An exhaustive list of open-source corpora for Russian

30 Aug 2018 on Nlp, Machine learning, Data, Open source, Russian

All projects for Russian with open source texts

During my work as an NLP-engineer, I always encountered a lot of corpus projects, that are not so publicly well-known and mentioned, yet they are a good source of text data for different kinds of research. Here I share this list with you, not forgetting to include more popular projects in it, of course, so that the list was complete.

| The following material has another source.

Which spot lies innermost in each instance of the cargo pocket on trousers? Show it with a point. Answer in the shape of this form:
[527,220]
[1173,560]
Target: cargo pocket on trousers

Send your pull-requests to this post or comment below, if you know any dataset or corpus of the Russian language, which is not mentioned here!

Table of contents

Big and Open
Special Corpora
Open Corpus Derivatives
1. Vector Models
2. N-grams

Big and Open

Russian Twitter Corpus

The corpus of short texts in Russian on the basis of Twitter posts. Suitable for training a language model for social media or for short texts, training classifiers for sentiment analysis and text toxicity.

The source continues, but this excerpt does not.